The experimental design for deciding whether a proposed treatment should go on for further study typically follows a randomized controlled trial (RCT) approach. Here is a summary of the experimental design:
1. Study Sample: A sample of patients with a particular condition or disease is selected randomly or through a specific recruitment process. It is important that the sample is representative of the target population.
2. Random Assignment: The selected patients are randomly assigned into two groups: the treatment group and the control group. Random assignment ensures that each patient has an equal chance of being assigned to either group, which helps to control for any potential confounding variables.

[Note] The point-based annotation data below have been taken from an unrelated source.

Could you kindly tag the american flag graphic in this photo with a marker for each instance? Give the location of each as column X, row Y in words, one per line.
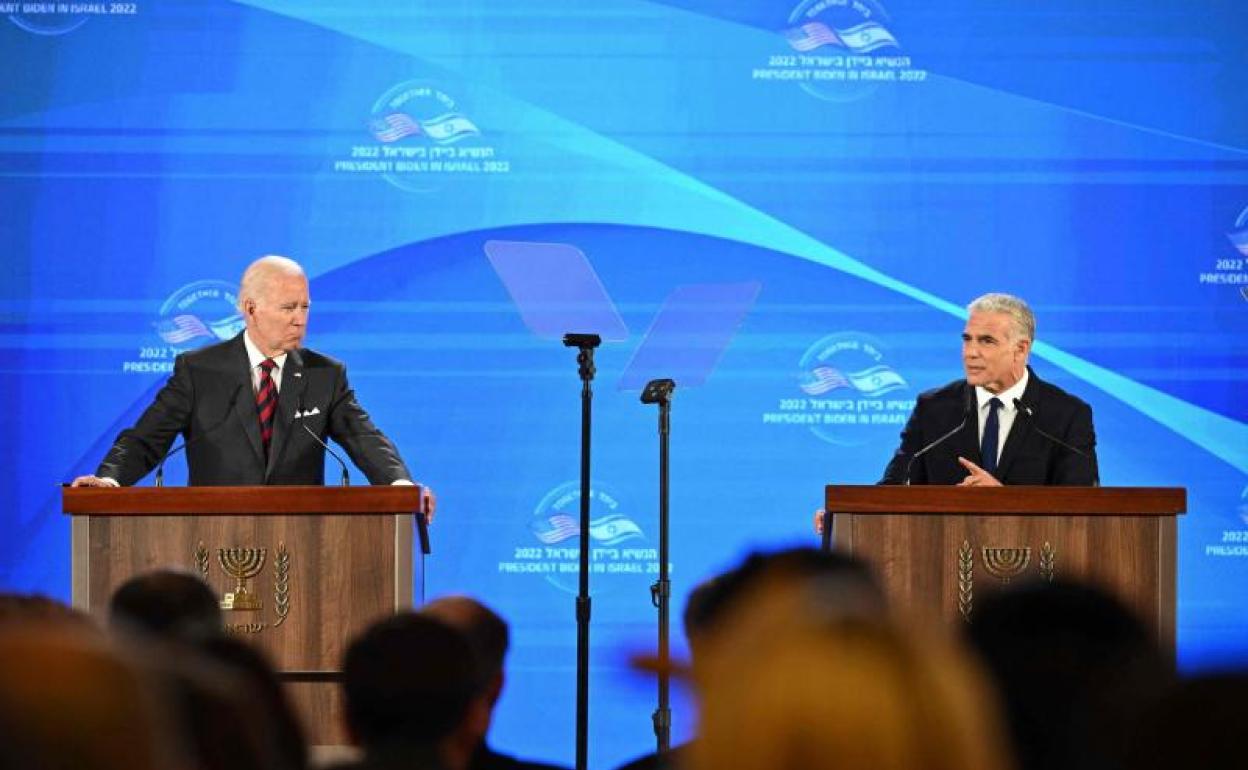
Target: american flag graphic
column 811, row 35
column 1239, row 240
column 180, row 328
column 555, row 529
column 824, row 380
column 394, row 126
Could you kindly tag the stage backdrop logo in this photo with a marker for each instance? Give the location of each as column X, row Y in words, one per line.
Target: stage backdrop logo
column 839, row 50
column 419, row 139
column 1231, row 268
column 61, row 18
column 199, row 313
column 1233, row 542
column 846, row 392
column 620, row 554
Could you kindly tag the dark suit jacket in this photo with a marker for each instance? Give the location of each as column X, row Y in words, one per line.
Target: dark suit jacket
column 210, row 401
column 1027, row 458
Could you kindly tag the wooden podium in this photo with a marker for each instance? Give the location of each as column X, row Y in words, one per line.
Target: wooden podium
column 302, row 569
column 937, row 548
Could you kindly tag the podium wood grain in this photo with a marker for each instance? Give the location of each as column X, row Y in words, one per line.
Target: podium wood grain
column 350, row 552
column 1122, row 539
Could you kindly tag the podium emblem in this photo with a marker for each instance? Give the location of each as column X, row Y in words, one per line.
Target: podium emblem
column 1002, row 563
column 242, row 567
column 242, row 564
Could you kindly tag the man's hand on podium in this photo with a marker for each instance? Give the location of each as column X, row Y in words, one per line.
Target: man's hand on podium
column 428, row 501
column 977, row 477
column 94, row 481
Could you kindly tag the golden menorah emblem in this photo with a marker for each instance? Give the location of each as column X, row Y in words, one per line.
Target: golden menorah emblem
column 241, row 564
column 1006, row 563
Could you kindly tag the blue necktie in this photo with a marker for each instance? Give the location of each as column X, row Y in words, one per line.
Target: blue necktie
column 989, row 448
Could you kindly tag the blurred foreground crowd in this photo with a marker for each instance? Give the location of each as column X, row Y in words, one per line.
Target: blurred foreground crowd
column 796, row 660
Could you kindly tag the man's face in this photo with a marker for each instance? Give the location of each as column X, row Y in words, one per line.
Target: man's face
column 992, row 356
column 277, row 320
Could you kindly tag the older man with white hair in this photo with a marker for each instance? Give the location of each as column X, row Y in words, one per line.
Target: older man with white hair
column 242, row 404
column 1001, row 424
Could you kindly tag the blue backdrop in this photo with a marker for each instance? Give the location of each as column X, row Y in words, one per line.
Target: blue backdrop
column 865, row 166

3. Treatment Administration: The treatment group receives the proposed treatment, while the control group receives either a placebo or an alternative treatment (standard care). The treatment administration should be double-blinded, meaning both the patients and the researchers are unaware of who is receiving the treatment and who is not, to minimize bias.
4. Outcome Measurement: The effectiveness of the treatment is measured by comparing the outcomes between the treatment and control groups. The outcome measures might include specific health indicators, symptom improvement, or overall survival rates.
5. Statistical Analysis: Statistical analysis is conducted to determine if the treatment has a significant effect. Independence plays a crucial role in the analysis, particularly in hypothesis testing. Independence assumes that the outcomes of each patient in the sample are not influenced by the outcomes of others in the same study.
Now, let's address the second part of your question. Assuming you are more conservative and want to reject the treatment only if the probability that it is 30% effective is less than 0.05 (or 5%), we can use statistical calculations.
To determine the number of patients required in the study, we need to conduct a power analysis. The power analysis is used to estimate the sample size needed to detect a certain effect size with a desired level of statistical power.
Suppose you want to detect an effect size of 0.3 (30% effectiveness) with a power of 0.95 (95%) and a significance level of 0.05 (5%). You can use statistical software or power analysis calculators to estimate the sample size needed, which will provide the number of patients required.
However, based on your question, we need to consider the reverse scenario. If you want more than 14 patients or fewer than 14 patients, we need to interpret this from a different perspective.
If the sample size is less than 14, it means there is insufficient statistical power to adequately detect a significant effect or confidently reject the null hypothesis. This could result in a higher probability of committing a Type II error (false negative) and potentially missing a genuinely effective treatment.
On the other hand, if the sample size is more than 14, it suggests a larger sample, which can provide greater statistical power to detect a significant effect and reduce the likelihood of making a Type II error. Therefore, having more than 14 patients would be preferable for obtaining more reliable conclusions.
In summary, the experimental design involves random assignment of patients into treatment and control groups, administering the proposed treatment, and measuring outcomes to assess effectiveness. Independence is necessary in statistical analysis. If your threshold for treatment effectiveness is 30%, having more than 14 patients is recommended for obtaining reliable results.